Prager’s newest work centers on the unfortunately vapid observation that crowds aren’t just faceless mobs, but are instead made up of groups of discrete individuals. As insights go, this one isn’t particularly original, but she artistically mines this theme for all it’s worth. In roughly a dozen separate scenes, she takes a bird’s eye view of crowds and clusters of people: at the beach, in the stands at a stadium, in the airport waiting area, on a street corner, at a cocktail party, or in formal wear at the theater. Every scene is a small movie of its own, with dozens of actors and extras, each in a specific costume and makeup, jammed together in a tight space. What’s different about Prager’s crowds, from those of Weegee at Coney Island or any of a number of photojournalists capturing political rallies or protests, is that the crowd doesn’t dissolve into a sea of anonymous faces but instead stays crisp and detailed from edge to edge across all distances, giving the images a sense of hyper reality that can be explored at any resolution. Amid all the chaos of bodies, any single individual can be picked out and seen clearly, his or her period costume fully visible, along with facial expressions, gestures, and looks that bounce around the frame. There are dozens of stories in each picture just waiting to be discovered.
These public crowd scenes are then stitched together into a larger narrative arc in Prager’s short film. Smartly installed in a tight space that increases the work’s enveloping claustrophobia, the three screen film follows the mixed emotions of the lead character (played by Elizabeth Banks), who is initially drawn to the bustling joy of the crowds, but then starts to feel trapped and anxious as the jostling thickness closes in. This progression is interspersed with talking head confessionals by various individuals, bringing single peripheral characters into focus for just a moment. We’ve seen this kind of snippet storytelling before, but Prager ultimately brings her signature sense of melodrama to the forefront and the crowds become a cackling, ominous assault.
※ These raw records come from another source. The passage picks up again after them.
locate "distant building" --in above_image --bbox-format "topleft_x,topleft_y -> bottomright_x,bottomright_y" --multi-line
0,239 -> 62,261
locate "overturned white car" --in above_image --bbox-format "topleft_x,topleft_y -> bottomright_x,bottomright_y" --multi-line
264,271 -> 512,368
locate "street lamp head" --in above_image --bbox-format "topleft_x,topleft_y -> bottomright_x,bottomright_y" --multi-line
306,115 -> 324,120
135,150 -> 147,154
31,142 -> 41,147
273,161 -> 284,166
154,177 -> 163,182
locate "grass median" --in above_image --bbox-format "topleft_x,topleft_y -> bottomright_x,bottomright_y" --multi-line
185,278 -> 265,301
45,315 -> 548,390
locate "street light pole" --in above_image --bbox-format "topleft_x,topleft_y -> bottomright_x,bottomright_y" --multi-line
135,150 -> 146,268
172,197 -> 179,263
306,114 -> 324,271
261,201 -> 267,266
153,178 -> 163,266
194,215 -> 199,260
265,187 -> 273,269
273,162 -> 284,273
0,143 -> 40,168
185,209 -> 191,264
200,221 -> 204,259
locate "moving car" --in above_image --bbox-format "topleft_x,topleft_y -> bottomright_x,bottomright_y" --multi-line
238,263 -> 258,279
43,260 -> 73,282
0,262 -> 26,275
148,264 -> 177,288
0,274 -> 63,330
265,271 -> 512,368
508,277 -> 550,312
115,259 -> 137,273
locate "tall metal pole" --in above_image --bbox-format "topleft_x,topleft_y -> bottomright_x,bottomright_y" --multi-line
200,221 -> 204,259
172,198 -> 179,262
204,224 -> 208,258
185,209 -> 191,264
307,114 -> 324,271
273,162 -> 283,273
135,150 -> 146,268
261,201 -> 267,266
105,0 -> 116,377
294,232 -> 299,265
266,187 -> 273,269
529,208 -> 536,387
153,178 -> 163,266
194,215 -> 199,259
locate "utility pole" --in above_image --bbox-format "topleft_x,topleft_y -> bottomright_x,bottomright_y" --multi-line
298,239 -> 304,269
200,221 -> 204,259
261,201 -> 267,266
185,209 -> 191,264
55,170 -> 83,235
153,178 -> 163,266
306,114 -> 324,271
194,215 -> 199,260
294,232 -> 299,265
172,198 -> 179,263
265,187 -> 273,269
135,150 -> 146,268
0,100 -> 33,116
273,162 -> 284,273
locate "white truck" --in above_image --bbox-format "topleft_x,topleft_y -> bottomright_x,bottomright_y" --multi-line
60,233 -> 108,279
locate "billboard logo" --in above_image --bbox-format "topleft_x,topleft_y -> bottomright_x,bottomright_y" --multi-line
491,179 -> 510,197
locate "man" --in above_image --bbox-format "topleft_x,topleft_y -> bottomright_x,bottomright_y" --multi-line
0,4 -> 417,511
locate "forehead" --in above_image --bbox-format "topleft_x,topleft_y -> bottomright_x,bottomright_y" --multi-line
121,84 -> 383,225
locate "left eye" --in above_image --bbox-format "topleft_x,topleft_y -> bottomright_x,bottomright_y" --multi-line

This new Alex Prager, fortified and expanded from her original artistic roots, offers plenty of moments of visual seduction; as a viewer, I was more than once pulled into her single frame scenes, wandering from face to face marveling at the subtle comedy of her stylized alone-in-a-crowd characters. And while I have no doubt that these large tableaux will be well received, I came away from the paired shows wishing that the emotional terrain in the single images was deeper and more intense. What has always drawn me to Prager’s work is that sense of desperation and vulnerable despair that simmers underneath her characters, even when it is exaggerated for Hitchcockian effect. These pictures still have Prager’s essence, but their personal vitality has somehow been diluted when multiplied out so many times. I came away impressed by the Where’s Waldo all-overness of her compositions and the immensity of the technical logistics of such large projects, but that enthusiasm was tempered by a lingering feeling of overdone emptiness. Perhaps that centerless disconnection was the whole point, and I just need to let them grow on me a bit.
Collector’s POV: The prints in this show range in price from $15000 to $40000 based on size, a major increase from her last show at Yancey Richardson in 2012 (she has since changed representation to Lehmann Maupin). Prager’s work has also become more visible the secondary markets in the past few years, with prices ranging from roughly $5000 to $63000.